Phillies’ Aaron Brown Turns To The Mound

CLEARWATER, Fla.—Things can get tedious in the daily minor league grind. The 10-hour days at the field. The cramped, overnight bus rides. Living out of a hotel. Eating some combination of clubhouse spread, hotel breakfast and fast food every day. So sometimes teams like to shake things up a little to ease the delirium.

On Friday, the high Class A Clearwater coaching staff decided having some fun would be for all of the players—hitters and pitchers—to take batting practice as one giant gaggle. Of course, the pitchers weren’t up there for a traditional batting practice. There would be no opposite-field approach or situational hitting practiced. No, this was a time for nothing but gripping and ripping.

Every swing a pitcher took was designed to hit the ball as far as possible, regardless of form. What followed was 25 minutes of hooting, hollering, ahhing and oohing as a brief respite from the doldrums of the hot, sticky Florida summer. But if one pitcher’s batting practice looked markedly better than all the rest, it was Aaron Brown‘s. And that made sense, because until three months ago he was an outfielder.

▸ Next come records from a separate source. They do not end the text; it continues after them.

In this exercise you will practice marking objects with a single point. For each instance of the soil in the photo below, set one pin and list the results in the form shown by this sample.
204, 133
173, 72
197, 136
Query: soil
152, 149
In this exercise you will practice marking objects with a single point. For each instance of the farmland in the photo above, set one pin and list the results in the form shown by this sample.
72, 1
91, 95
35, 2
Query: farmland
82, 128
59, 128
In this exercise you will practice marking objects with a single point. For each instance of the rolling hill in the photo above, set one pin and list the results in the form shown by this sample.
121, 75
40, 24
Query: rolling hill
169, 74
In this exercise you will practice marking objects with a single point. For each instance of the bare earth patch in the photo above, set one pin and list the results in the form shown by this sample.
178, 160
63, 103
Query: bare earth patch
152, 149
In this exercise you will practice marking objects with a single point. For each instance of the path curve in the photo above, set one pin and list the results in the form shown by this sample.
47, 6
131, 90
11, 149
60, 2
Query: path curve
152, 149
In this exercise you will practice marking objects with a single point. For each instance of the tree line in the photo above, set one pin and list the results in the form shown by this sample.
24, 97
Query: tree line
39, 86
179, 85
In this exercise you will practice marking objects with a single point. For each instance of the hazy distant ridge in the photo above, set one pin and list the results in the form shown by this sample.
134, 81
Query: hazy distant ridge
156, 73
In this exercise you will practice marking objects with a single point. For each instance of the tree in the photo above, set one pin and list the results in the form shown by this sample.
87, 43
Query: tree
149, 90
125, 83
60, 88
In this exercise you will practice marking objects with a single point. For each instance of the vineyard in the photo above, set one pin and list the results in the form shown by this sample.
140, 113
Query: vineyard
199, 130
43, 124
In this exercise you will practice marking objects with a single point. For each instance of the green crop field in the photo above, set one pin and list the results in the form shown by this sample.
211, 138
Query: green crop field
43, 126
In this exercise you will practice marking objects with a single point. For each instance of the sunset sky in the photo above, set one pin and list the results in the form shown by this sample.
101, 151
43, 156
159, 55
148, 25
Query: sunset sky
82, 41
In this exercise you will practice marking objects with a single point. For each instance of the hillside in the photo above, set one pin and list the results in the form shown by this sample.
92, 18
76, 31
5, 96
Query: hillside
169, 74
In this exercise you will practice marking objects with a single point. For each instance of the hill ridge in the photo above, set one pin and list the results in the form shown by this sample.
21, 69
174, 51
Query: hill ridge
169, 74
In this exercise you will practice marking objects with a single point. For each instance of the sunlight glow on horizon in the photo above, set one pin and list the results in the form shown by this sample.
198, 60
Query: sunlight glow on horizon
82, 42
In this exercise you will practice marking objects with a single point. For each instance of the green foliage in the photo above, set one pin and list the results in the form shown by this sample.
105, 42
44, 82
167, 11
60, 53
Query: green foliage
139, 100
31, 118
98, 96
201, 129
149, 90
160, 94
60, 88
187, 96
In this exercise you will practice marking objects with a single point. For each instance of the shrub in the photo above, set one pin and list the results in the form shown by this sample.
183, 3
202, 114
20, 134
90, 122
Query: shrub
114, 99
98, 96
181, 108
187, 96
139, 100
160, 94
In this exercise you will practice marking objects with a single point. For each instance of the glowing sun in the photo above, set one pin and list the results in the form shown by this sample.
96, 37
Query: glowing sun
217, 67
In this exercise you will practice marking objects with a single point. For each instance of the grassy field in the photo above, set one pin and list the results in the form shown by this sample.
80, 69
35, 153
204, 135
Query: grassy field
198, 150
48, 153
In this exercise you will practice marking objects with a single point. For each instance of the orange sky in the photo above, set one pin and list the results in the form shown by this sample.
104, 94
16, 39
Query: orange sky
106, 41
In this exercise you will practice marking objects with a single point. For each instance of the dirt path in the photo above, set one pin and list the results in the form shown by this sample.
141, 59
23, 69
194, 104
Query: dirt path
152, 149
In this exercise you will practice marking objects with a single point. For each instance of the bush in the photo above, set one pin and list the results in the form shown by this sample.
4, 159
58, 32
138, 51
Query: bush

Brown was a two-way player in college at Pepperdine, too, but the Phillies liked him more for his bat than his arm. So when they chose him in the third round of the 2014 draft, it was as an outfielder. The following three years had their ups and downs. He swatted a career-best 11 home runs in 2015 with Clearwater, but hit just seven more over the next 115 games between 2016 and 2017.

He’d also been passed on the organizational depth chart by a host of players, including Nick Williams, Odubel Herrera and Dylan Cozens. So it was time to make a decision. Did he want to continue to grind it out as an outfielder, or did he want to start from scratch and try to use his other gift to make it to the big leagues?

“The Phillies brought the opportunity to me back at the end of May, and they sat me down and they asked me if I wanted to start pitching,” Brown said. “Given my stats last year in Double-A and in the beginning of this year—I wasn’t playing terrible this year. I started in a little bit of a slump but I was trying to work out of it—you don’t want to wait too long for another opportunity. I feel like this was the best opportunity for me, as a lefthanded pitcher.”

Once the Phillies brought Brown the idea, he needed a little bit of time to think. He called his parents and his agent and slept on the decision. The next morning, he was sure. He was going to start pitching again.

“This game is about giving yourself the best opportunity to succeed,” Brown said. “I felt that this was the best opportunity for me to make it to the bigs and have a long career in the big leagues.”

The big leagues are a long way off, but Clearwater manager Shawn Williams has liked what he’s seen from Brown in the early stages of his professional pitching career. Specifically, he’s been pleased with how willing he’s been to jump into the transition head-first.

“He’s got the same competitiveness just like he was playing every day. He wants to pitch every day. He wants to play every day. He’s got that determination like when you’re facing the pitcher,” Williams said. “So now he’s on the opposite side and he’s doing the pitching and it’s a lot of fun to watch.”

Brown is pitching with the Threshers now, but his career reset began just down the road at the team’s minor league spring training complex. His first five appearances came with the Rookie-level Gulf Coast League before he moved back to full-season ball. Between those two stops he’s gone 0-0, 1.50 over 12 innings. He’s allowed just five hits and struck out 10, but he’s also issued 14 walks.

That’s to be expected. It had been three years since he’d pitched competitively, so there was bound to be a little rust. His experience certainly expedited the transition, but he also had to begin learning the Phillies’ ground-up approach to pitching.

“When you’ve done something for a number of years it’s going to be easy to get back into it and remember what it felt like. The pitches that you had, when you threw them well and when you didn’t, so it definitely has helped the transition go very smoothly and quickly,” he said. “All the coordinators have done a great job with me when it comes to getting me some sound mechanics and trying to keep the arm loose as it comes through. That’s going to be the biggest thing for me: not trying to throw hard and just letting the ability and the mechanics do the work.”

Brown has tweaked his delivery a little bit to help him stay closed as long as possible. At Pepperdine, he said, he had a tendency to fly open and let his pure arm strength do the bulk of the work. Now he’s learning to let his lower half lead the way to help keep the stress off his arm.

It might go against a pitcher’s instinct, especially during the current velocity spike taking place across the sport. Brown will still rear back and fire at times, but he’ll be more selective about when he chooses to try to blow a hitter away.

“I’m always going to have that aggressive mentality. I’m always going to want to do more,” he said. “But as a pitcher you have to pick and choose those times to do that. Obviously early in the count you want to get ahead with something and work ahead in the count early and often, then when it’s time to put somebody away I’ll try to put them away.”